Quien levantó Bucarest, esto es, la ciudad serena, de plazoletas umbrosas y palacetes al cobijo de retorcidos callejones –que yo conocía por las fotos y las historias contadas por mis abuelos– obró con sabiduría. Las calles discurrían angulosas y en espiral, nunca rectas, y las casas, aunadas en manojos pequeños pero desahogados, se resguardaban en verano del sol y en invierno del cierzo ruso. La gente había pergeñado pequeños jardines en los que crecían rosas, verduras y, por supuesto, gatos. Incluso hoy en día se pueden ver.
Uno tenía que colarse entre los bloques para llegar a la ciudad vieja. En verano, el asfalto describía olas, cubriendo el horizonte. Tras el hormigón, las casas del siglo XIX se alzaban con una tristeza no exenta de postín, con sus paredes desconchadas y sus vallas de madera inclinadas hacia el portón. Más tarde, la mirada reposaba serena en los ojos de buey de las buhardillas. Las techumbres de teja surgían entre los árboles, las columnas y los capiteles brillaban entre la yedra, los boceles de piedra blanca de río resbalaban por las fachadas y por el ángulo del iris, junto a algún que otro gato remolón que intentaba trepar sobre ellas.
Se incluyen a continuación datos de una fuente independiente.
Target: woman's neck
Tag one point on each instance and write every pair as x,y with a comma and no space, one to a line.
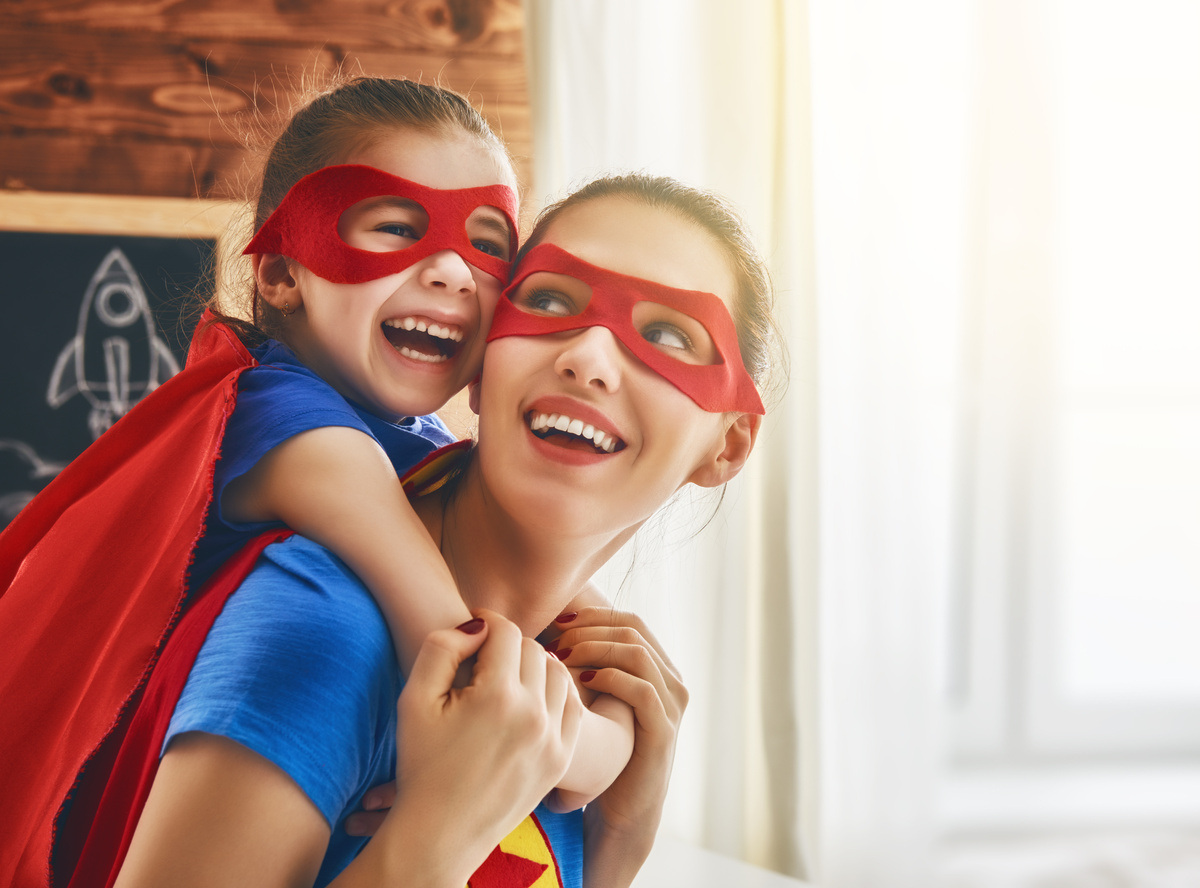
526,574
Los jardines susurraban discretamente, algo descuidados: uno podía tender la mano y sentir la menta y la lavanda entre los dedos.
Ni que decir tiene que, como cualquier coleccionista que se precie, sentía una debilidad por el nombre de las calles. Cada una de ellas narraba una historia que, más allá del rótulo azul marino inscrito con letras blancas, yo esperaba que alguien contara en voz alta. Inspiraba aire puro en La Azucena del Bosque y tendía los brazos hacia el Nenúfar Amarillo y el Danubio Azul. Desde la calle Inclinada miraba Bucarest con otros ojos, más pequeño y presto a caer. Detenía mis pasos, respetuoso, en La Calle de las Calles, donde –pensaba yo– habría empezado la historia de Bucarest. Andaba en busca de bandoleros y restallidos de espingardas en la Ruta de la Sal y arrancaba pimpollos de claveles chinos, para llevarlos a casa, de la calle llamada El Fruto de la Tierra. Solo los viejos taxistas conocían los atajos de aquel laberinto poblado de miles de nombres exóticos, así como las salidas secretas que había tras los bloques, entre callejones y patios abandonados, a través de callejuelas empedradas en las que a duras penas cabía un automóvil.

Los sábados y los domingos, Bucarest desaparecía bajo un dosel azul, engullido por el bullicio y los gritos de los campesinos que acudían a vender su mercancía. Ansiaba ir al mercado, hundiendo los brazos hasta los codos en los manojos de hinojo y perejil y revolviendo las lechugas indecentes, con sus vestidos rizados levantados, como bailarinas del Folies Bergères. Caminaba desenfadado entre los tenderetes, abría las tapaderas de los botes de miel y, aprovechando un descuido de los vendedores, trataba de meter un dedo en su esencia de ciruela, acacia o tilo. Luego escogía los melones, después de recorrer con mi nariz la piel rugosa y perfumada, aún mancillada por la tierra. Solo al final acudía al encuentro de las mazorcas de maíz hervido, abriendo las puntas y apretando los granos blancos e intactos. Y también entonces sopesaba con la vista los cubitos de queso blanco que un señor enfundado en una bata de médico cortaba hábilmente con un pequeño cuchillo, ofreciendo un trocito para su degustación. Los tenderetes brillaban rebosantes de color, las verduras se mezclaban con las flores rociadas con agua fría, los encurtidos con las frutas exóticas, las semillas con las pirámides de harina de maíz, las pulseras de las gitanas con las cajitas de hojalata de las que sacaban monedas para devolver el cambio.
Una vez abierto en canal, las partes de Bucarest podían ser despiezadas y comprimidas en la retina de los paseantes, en función de su interés. Sin lugar a dudas, el casco antiguo granular y las sombras de los mercaderes desperdigadas en partículas de nieve y movimiento habrían llamado enormemente la atención. El Cerro del Arsenal, con callejuelas embotadas y cúbicas expuestas al petróleo de las viejas farolas, se habría acomodado mejor que la Casa del Pueblo, pesada y compacta. La «Escalerita» de cincuenta y cuatro peldaños, que unía las calles Uranus e Izvor habría tenido mayor peso que las avenidas comunistas arrojadas sobre ellas, con nombres de soldados y zagales. Y las baldosas y la lente telescópica que había frente al Círculo Militar habrían viajado mejor por los nervios ópticos que las astas con la bandera tricolor y de la Unión Europea. Así era mi Bucarest: una ciudad con dos vidas, atrapada entre dos épocas, como un insecto que una tormenta hubiera arrojado a la orilla.